John Holladay, a lifelong fan from "across the river" in Columbia, stood in a long line to get an autograph from quarterback Jake Bentley, his favorite player. 

"Who else?" he said. "Now I'm going to get everybody else I can."

Holladay, 60, is wearing a gray Jadeveon Clowney jersey as he rushes from Bentley's group to get in line to meet the Gamecock offensive line. He's anxious to see how the Gamecocks will do in Muschamp's second season.

"That's the $64,000 question," he said. "This team could be 4-8 or 8-4, I don't know. When you have 110 players total and 77 are freshmen and sophomores, that's like rolling the dice. 

"You have to remember, it took Frank Martin … He went through two bad years, and so did Dawn Staley. And last year without Bentley, there's no way we win six games. … It's a slow process. But it beats a quick-fix. We have tried to quick-fix it too many times around here and it has always failed."

Most fans were decked out in a wide assortment of Gamecock hats and shirts. 

Then there was Joseph Richey, who stood out because he was wearing a bright orange Clemson national championship shirt. 

The brave Richey, from Gaston, S.C., was with a group of kids and their grandmother. Half of them were Gamecock fans, but Richey and 8-year-old Dion Russell were wearing Clemson colors. 

Richey was trying to get a Gamecock poster signed for his uncle, a Gamecock fan who lives in North Carolina. 

"They conned me into coming here," he said. "I don't even want to here, honestly."

Richey and Russell, who was wearing a Clemson hat, went through the autograph line for defensive backs, but only five of the 10 would sign for him.

"They joked around and tried to make me take off my shirt in order to get it signed," he said. "Cocky wouldn't even sign it. I had to give it to (his niece, a Gamecock fan) to get it signed." 

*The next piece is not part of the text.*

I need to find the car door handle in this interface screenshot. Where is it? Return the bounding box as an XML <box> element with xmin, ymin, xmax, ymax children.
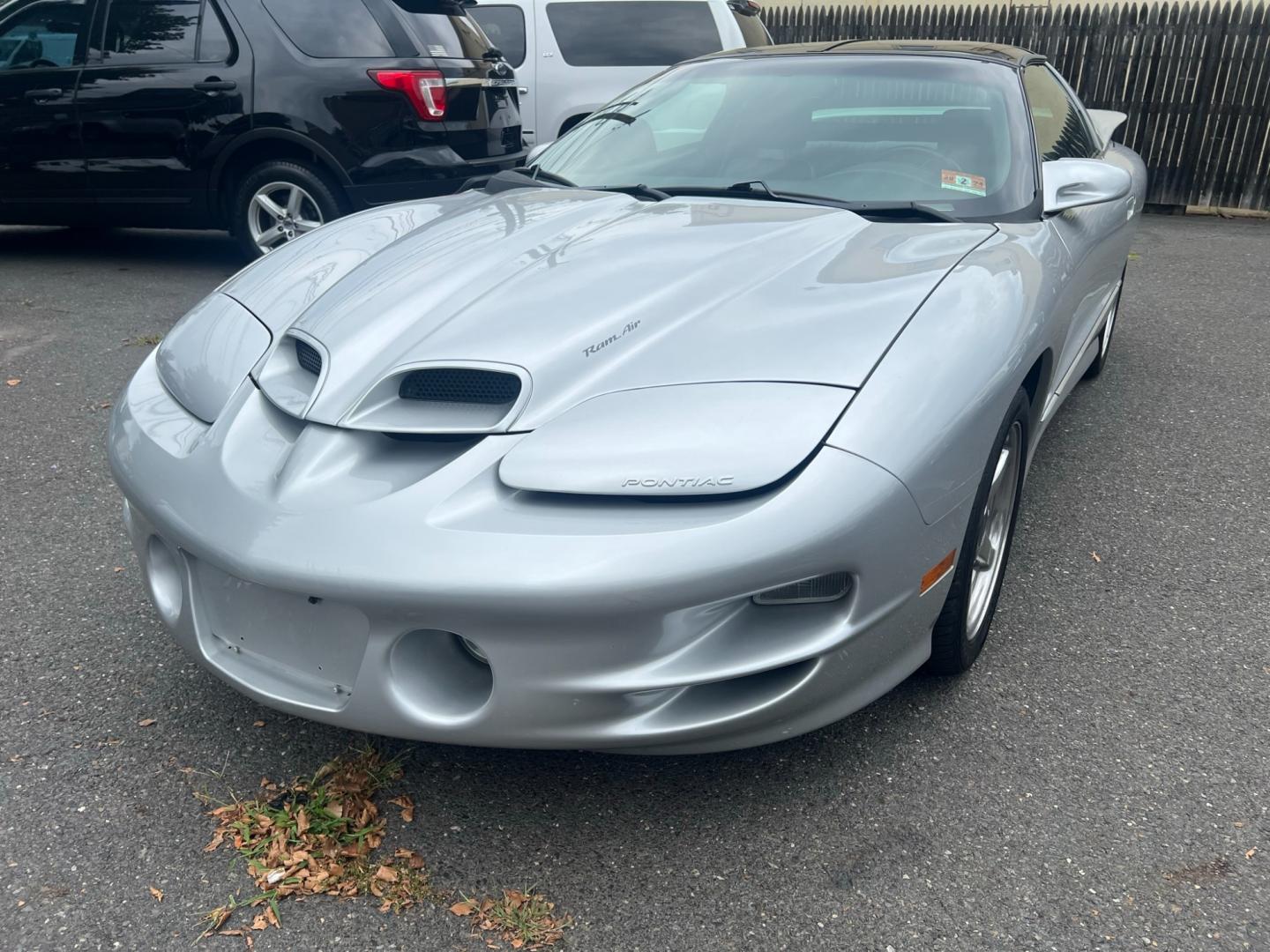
<box><xmin>194</xmin><ymin>80</ymin><xmax>237</xmax><ymax>93</ymax></box>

"Cocky took off my off and ate it," the 8-year-old Russell said. 

Russell's grandmother, Brenda Croom, or Mimi, is a Gamecock fan. "Forever and ever, Amen," she said. She is excited to see how the Gamecocks will do this season. 

"They are going to do awesome," said Croom, a Gamecock fan since 1974. "They are going to win every game." 

"They are going to beat Clemson's butt," one of her grandkids yelled. 

Richey said his family is at odds on football game days. "It's a house divided," he said. 

He was still reveling in Clemson's national championship.

"I wasn't sober," he said, "but when they won, I was sober I got so excited." 

Richey said Gamecock players were giving him a hard time.

"They kept asking me why I was pulling for Clemson, and I told them because y'all ain't won," he said.  

Most fans in attendance believe that will change this season.

"I think our depth in our offense is much better," said Chris Bomar of Columbia. "We've got good wide receivers, and I like the way our defense is looking. If that secondary can keep the ball from going down the field, I think we can hold our own this year."

Davis is excited to watch new running back Ty'Son Williams, a Sumter native who lived with him for a while. 

"I'm excited to see Ty'Son and I just want to see all of them guys do well," he said. "I just want the Gamecocks to win. I'm a fan, win, lose or draw."